Ce qui émerge de plus en plus est que les Etats-Unis sont pas intéressé par un dénouement rapide, “anytime soon”, ainsi que le prédisait Xinhua. Pourquoi devrait-il en être ainsi? Une chose est que, sans la pleine coopération de la Russie, l'Ukraine ne peut pas être stabilisée - et pourquoi la Russie devrait-elle coopérer à une entreprise qui conduirait inexorablement à l'admission de l'Ukraine dans l'OTAN et l'UE? (http://www.reuters.com/article/2014/06/27/us-ukraine-crisis-eu-factbox-idUSKBN0F20RM20140627 )
Autrement dit, l'administration Obama est en train d'exiger que le Kremlin rampe sur ses genoux, en sachant parfaitement qu'il ne le fera pas. Par conséquent , selon toute probabilité, les USA prévoient que la situation en Ukraine ne peut qu'empirer. Le scénario pourrait être que le président Petr Porochenko ordonne la répression dans l'est de l'Ukraine une fois achevé la période de cessez-le-feu, mais sa mission sera vraisemblablement vouée à l'échec, et les positions de part et d'autre ne feront que se durcir.
Maintenant, il pourrait y avoir une méthode dans la folie d'Obama.

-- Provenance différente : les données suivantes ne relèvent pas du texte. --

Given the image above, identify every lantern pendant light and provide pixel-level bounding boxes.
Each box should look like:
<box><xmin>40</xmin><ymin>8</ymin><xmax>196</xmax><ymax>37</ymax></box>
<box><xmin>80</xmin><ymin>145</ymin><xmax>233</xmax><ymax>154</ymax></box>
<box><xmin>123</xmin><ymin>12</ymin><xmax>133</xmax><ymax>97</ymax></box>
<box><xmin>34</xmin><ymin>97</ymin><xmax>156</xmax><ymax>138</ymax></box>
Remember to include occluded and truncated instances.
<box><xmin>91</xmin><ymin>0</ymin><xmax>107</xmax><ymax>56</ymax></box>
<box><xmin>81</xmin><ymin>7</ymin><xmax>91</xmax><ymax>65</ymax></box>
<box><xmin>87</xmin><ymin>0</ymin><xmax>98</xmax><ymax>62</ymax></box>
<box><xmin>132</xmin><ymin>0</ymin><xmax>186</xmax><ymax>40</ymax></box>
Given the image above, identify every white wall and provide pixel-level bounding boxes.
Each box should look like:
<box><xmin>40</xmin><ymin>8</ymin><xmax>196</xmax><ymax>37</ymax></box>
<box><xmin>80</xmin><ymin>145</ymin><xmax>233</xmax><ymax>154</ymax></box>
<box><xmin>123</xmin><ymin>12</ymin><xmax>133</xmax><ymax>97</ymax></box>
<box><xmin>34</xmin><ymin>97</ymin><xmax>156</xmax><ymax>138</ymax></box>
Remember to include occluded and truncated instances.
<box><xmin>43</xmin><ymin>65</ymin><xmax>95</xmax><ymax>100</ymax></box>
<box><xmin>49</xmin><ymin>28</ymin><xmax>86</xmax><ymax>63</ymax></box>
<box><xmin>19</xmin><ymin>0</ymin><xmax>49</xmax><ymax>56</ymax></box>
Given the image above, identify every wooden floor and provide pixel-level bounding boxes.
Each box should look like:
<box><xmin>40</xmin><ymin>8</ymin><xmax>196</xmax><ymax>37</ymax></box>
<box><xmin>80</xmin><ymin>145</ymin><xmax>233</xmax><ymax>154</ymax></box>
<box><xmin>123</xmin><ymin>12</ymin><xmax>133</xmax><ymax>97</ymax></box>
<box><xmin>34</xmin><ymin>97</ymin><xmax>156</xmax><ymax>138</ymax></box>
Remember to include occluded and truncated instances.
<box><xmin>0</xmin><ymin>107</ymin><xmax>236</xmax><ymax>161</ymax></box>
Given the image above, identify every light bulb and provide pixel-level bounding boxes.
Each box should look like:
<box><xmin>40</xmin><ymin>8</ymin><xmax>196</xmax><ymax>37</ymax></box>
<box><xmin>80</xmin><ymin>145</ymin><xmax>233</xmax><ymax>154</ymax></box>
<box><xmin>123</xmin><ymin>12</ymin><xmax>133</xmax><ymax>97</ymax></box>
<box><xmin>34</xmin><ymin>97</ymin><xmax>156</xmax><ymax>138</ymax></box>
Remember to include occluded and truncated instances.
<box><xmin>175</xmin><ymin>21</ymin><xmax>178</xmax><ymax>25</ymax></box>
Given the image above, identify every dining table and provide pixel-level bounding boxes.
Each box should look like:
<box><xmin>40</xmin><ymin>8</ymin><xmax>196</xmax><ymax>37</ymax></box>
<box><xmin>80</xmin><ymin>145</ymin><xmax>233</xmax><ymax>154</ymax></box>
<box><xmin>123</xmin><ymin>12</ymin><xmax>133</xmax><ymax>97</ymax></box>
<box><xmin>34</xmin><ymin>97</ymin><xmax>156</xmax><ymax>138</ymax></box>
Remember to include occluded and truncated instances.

Considérons ce qui suit : Il convient à Washington que Moscou soit embourbée aussi longtemps que possible en Ukraine. Le bourbier eurasien empêchera la Russie d'avoir une présence active dans d'autres régions - telle que, disons, la Syrie.

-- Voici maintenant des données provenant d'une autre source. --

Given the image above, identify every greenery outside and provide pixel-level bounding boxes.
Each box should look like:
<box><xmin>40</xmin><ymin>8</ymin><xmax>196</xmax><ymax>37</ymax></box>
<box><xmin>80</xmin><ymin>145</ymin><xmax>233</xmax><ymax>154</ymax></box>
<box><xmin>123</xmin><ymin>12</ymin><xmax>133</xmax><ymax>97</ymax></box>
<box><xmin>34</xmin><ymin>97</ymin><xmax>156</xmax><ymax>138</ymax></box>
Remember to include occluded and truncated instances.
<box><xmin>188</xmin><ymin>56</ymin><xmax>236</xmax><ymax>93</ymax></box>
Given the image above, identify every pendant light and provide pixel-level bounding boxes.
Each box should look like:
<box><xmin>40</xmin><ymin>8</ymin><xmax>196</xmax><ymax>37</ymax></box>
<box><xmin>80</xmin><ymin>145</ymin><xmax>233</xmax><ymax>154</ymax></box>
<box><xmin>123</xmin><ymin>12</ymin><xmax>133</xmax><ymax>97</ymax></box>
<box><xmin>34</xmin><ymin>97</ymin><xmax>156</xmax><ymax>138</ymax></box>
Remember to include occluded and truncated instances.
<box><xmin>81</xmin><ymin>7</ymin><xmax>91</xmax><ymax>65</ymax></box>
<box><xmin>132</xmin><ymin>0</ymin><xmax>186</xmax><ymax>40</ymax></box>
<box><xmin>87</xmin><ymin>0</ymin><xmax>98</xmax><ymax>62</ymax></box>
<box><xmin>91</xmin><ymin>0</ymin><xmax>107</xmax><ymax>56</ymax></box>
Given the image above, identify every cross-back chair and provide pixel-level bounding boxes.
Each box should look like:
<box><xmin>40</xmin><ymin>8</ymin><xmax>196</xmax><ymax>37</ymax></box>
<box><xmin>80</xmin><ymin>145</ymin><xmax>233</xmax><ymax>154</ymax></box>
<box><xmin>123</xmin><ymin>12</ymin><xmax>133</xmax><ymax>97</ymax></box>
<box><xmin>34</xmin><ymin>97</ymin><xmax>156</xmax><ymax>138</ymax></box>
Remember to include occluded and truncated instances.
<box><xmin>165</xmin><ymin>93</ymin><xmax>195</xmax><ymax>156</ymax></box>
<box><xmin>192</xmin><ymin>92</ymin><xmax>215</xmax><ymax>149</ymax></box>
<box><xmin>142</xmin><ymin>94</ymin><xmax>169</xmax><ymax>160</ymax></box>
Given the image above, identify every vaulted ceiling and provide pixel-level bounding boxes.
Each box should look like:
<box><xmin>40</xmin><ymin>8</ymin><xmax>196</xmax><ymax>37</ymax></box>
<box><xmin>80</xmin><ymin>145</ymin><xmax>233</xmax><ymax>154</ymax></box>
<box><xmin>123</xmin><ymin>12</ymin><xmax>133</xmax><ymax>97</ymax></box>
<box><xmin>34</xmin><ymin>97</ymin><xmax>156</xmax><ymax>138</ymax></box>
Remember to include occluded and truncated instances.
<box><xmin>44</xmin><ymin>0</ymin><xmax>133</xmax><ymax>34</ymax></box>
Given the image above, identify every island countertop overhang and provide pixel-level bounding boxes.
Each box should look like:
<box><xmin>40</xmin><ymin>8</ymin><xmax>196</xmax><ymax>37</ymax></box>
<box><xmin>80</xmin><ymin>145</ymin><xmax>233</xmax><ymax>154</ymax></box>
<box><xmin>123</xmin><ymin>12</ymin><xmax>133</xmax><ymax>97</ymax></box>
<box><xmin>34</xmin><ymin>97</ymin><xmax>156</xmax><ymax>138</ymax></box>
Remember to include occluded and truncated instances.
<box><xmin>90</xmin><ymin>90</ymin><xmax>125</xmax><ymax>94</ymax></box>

Après tout, il semble que je n'étais pas loin du compte quand j'ai écrit mon texte "Obama espère fixer l'Irak - et la Syrie" plus tôt cette semaine. Selon les rapports, Obama a approché le Congrès avec une proposition visant à armer les rebelles syriens. Sa logique est, comme je l’écrivais, que la Syrie et l'Irak sont un seul grand étang dans lequel le même poisson est en train de nager. (NYT: http://www.nytimes.com/2014/06/27/world/middleeast/obama-seeks-500-million-to-train-and-equip-syrian-opposition.html?_r=1 )
Ca tombe bien, la Syrie et l'Irak sont effectivement étroitement liées (et c'était aussi probablement l'objectif géopolitique des pays qui ont soutenu l'Etat islamique d'Irak et du Levant). Mais la partie choquante, c'est le raisonnement de Kerry selon lequel les USA peuvent ne pas être opposés au fait que les rebelles syriens combattent l'Etat Islamique en Irak et au Levant (EIIL) sur le territoire de l'Irak, sur le prétexte spécieux que la tribu de leur chef Ahmad al-Jarba s'étend également sur l'Irak. [Ahmad al-Jarba est le 'président' placé à la tête de la 'Coalition nationale syrienne' depuis juillet dernier]
al-Jarba, bien sûr, est un protégé de l'Arabie Saoudite. En somme, les USA arrivent à ce que les rebelles syriens soutenus par le régime saoudien soient impliqués dans le conflit en Irak. Autrement dit, les États-Unis et ses alliés du Golfe élargissent le conflit syrien pour y inclure Irak. C'est ce que la crise actuelle en Irak ajoute à la grande stratégie.
Sans doute le voyage de Kerry aujourd'hui en Arabie Saoudite va donner quelques idées sur ce qui est en train de se tramer Avant d'arriver à Jeddah, Kerry a rencontré à Paris le ministre saoudien des Affaires étrangères le prince Fayçal al-Saoud, après s'être assuré que les Français sont bien partant pour la prochaine aventure en Syrie et en Irak. Faysal est un jusqu'au-boutiste sur la Syrie (et l'Iran). D'autres rapports sont apparus, montrant que le prince Bandar était également soudain de retour. Il accompagnait dernièrement le roi Abdallah au Caire.
Ce qui est évident, c'est que l'agenda US-Saoudien de «changement de régime» en Syrie est de retour au centre de la scène. Clairement, Poutine a un combat sur les bras à propos de la Syrie. Mais comment Poutine pourrait-il lâcher l'Ukraine, qui est tellement vitale pour les intérêts à long terme de la Russie, en tournant à nouveau son attention vers la Syrie? Obama sent que le moment est venu de mener le programme de changement de régime en Syrie à sa conclusion logique.
L'espoir d'Obama est à ce point audacieux qu'il espère gagner à ce jeu d'échecs à la fois en Syrie et en Ukraine.